Threatened Plants of New Zealand

Each description contains information on how to identify the plant in question, the specific threats it faces, and its current distribution.

Threatened Plants of New Zealand is designed to be an essential tool in the fight against extinction, as well as a stunning showcase of the spectacular flora of a country in which new plant species are still being routinely recongised, 240 years after the first specimens were brought to the attention of the world's scientific community.

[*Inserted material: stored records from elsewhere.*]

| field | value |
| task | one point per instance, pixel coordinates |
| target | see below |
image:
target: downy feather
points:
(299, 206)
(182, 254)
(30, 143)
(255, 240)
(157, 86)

'Thanks to all involved for the larger, clearer photos, and crisp, informative text. This will make a valued addition to any enthusiast's bookshelf.' Olaf John, Wellington Botanical Society Newsletter

Peter de Lange is a threatened plant scientist with the Department of Conservation, focusing on taxonomy, genetics, ecology and threat classification systems.

Peter Heenan is a plant taxonomist with Landcare Research, and has served on the New Zealand Threatened Plant Panel since 1999.

David Norton is a botanist and ecologist who heads the Rural Ecology Research Group in the New Zealand School of Forestry at the University of Canterbury.

Jeremy Rolfe is a botanical photographer who has worked at the Department of Conservation since its inception in 1987, working mainly on interpreting the natural sciences to the public.

John Sawyer is a plant ecologist who has worked for the Department of Conservation for 16 years, focusing on the conservation of threatened plants.

Between them they have published over 400 journal articles, and written a number of books.